Струилась река огня свысока, и кончилась водка у нас.

Мечтал этот тип, чтоб я погиб, и строил мне козни он;
Хоть ведал мой враг, что я не слабак, — но гнев его был силен.
Он за мною, жесток, гнался то на Восток, то на Запад, то вверх, то вниз;
И от страшных угроз еле ноги унес я на Север, что мрачен и лыс.

Тут спрятаться смог, тут надолго залег, жил годы средь мрака и вьюг
С одною мечтой: клад найду золотой — и наступит врагу каюк;
Я тут что есть сил землю рыл и долбил ручьев ледяной покров,
Я тут среди скал боролся, искал свой клад золотой из снов.

Так жил я во льдах — с надеждой, в трудах, с улыбкой, в слезах… Я стар;
Прошло двадцать лет — и более нет надежд на мидасов дар.
Я много бедней церковных мышей, обрыдли труды и снега;
Но как-то сквозь тьму — с чего, не пойму — всплыл забытый образ врага.

Миновали года с той минуты, когда взмолился я Князю Зла:
Чтобы дал он мне сил, чтобы долго я жил, чтоб убил я того козла, —
Но ни знака в ответ и ни звука, о нет… Как всё это было давно!
И хоть юность прошла, память в дырах была, — хотел отомстить всё равно.

Помню, будто вчера: я курил у костра, над речкой была тишина,
А небо в тот час имело окрас рубиновый, как у вина.
Позже блеклым, седым, как абсент или дым, надо мною стал небосвод;
Мнились блики огней, и сплетение змей, и танцующих фей полет.

Всё это во сне привиделось мне, быть может… Потом вдалеке
Увидел пятно; спускалось оно, как клякса чернил, по реке:
То прыжок, то рывок; вдоль реки, поперек; то на месте кружилось порой, —
Так спускалось пятно; это было смешно и схоже с какой-то игрой.

Туманны, легки, вились огоньки там, где было подобье лица, —
Я понял вполне, что это ко мне тихо двигалась тень мертвеца.
Было гладким лицо, как крутое яйцо, гладким вроде бритой башки
И мерцало, как таз, в полуночный час средь змеящихся струй реки.

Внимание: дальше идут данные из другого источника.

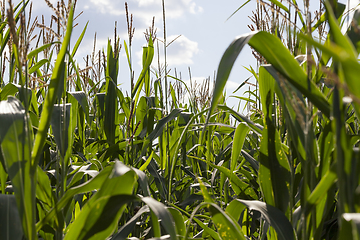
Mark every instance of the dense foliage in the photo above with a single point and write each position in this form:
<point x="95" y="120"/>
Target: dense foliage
<point x="81" y="160"/>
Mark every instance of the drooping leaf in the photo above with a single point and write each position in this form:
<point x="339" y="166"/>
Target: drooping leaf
<point x="273" y="216"/>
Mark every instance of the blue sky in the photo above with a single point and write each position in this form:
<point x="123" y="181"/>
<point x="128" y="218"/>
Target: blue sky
<point x="205" y="33"/>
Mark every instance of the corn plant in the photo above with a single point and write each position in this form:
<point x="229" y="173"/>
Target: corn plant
<point x="82" y="160"/>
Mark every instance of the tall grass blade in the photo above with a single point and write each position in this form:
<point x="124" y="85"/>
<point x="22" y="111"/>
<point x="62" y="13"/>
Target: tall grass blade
<point x="55" y="82"/>
<point x="15" y="145"/>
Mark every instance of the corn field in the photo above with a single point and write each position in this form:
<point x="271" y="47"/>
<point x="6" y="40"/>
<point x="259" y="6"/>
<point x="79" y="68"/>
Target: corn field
<point x="80" y="159"/>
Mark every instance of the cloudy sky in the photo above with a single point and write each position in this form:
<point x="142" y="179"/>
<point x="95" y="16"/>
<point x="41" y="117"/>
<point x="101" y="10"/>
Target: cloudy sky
<point x="205" y="33"/>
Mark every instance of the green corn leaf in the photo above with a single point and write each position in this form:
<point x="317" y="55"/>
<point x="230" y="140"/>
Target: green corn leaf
<point x="227" y="228"/>
<point x="78" y="42"/>
<point x="179" y="221"/>
<point x="60" y="121"/>
<point x="350" y="226"/>
<point x="273" y="216"/>
<point x="224" y="69"/>
<point x="10" y="222"/>
<point x="274" y="171"/>
<point x="162" y="213"/>
<point x="111" y="106"/>
<point x="34" y="52"/>
<point x="90" y="185"/>
<point x="125" y="230"/>
<point x="55" y="82"/>
<point x="146" y="65"/>
<point x="80" y="96"/>
<point x="241" y="118"/>
<point x="273" y="50"/>
<point x="161" y="124"/>
<point x="109" y="201"/>
<point x="240" y="187"/>
<point x="15" y="144"/>
<point x="38" y="65"/>
<point x="9" y="90"/>
<point x="239" y="138"/>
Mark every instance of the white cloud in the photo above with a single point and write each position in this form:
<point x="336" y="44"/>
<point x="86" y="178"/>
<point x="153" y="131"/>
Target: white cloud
<point x="180" y="52"/>
<point x="106" y="6"/>
<point x="146" y="9"/>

Всё ближе блеск, и всё ближе плеск, всё видней мертвец и видней;
Предстал он в конце предо мной в кольце тех туманных, дрожащих огней.
Он дергался, ныл; он корчился, выл; и я не успел сбежать,
Как вдруг он к ногам моим рухнул — и там так и остался лежать.

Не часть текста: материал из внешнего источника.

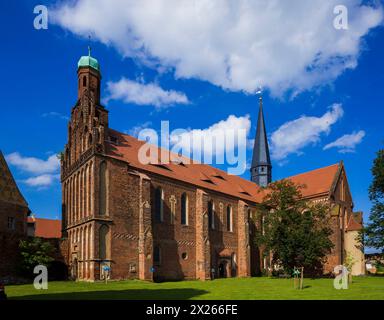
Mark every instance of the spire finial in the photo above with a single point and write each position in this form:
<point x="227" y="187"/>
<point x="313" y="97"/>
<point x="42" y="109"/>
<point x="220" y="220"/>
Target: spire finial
<point x="89" y="45"/>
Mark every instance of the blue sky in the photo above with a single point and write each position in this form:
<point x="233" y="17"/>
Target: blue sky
<point x="38" y="89"/>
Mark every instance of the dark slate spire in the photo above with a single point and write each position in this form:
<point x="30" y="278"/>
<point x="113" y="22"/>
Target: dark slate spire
<point x="261" y="169"/>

А далее — в том клянусь я крестом — сказал мне этот «пловец»:
«Я — твой супостат. Я знаю: ты рад увидеть, что я — мертвец.
Гляди же теперь, в победу поверь, тверди же, что месть — сладка;
Гляди, как ползу и корчусь внизу, средь ила, грязи, песка.

Если время пришло — причиненное зло исправить люди должны;
И я шел потому к тебе одному, чувствуя груз вины.
Да, я зло совершал, и тебя я искал — тут и там, среди ночи и дня;
Хоть я ныне — мертвец, но нашел наконец… Так прости же, прости меня!»

Мертвец умолял; его череп сверкал, его пальцы вонзились в ил;
Уйти я не мог — лежал он у ног; он ноги мои обхватил.
И сказал я тогда: «Не буду вреда тебе причинять, скорбя.
Хоть безмерна вина твоя, старина, — ну да ладно, прощаю тебя».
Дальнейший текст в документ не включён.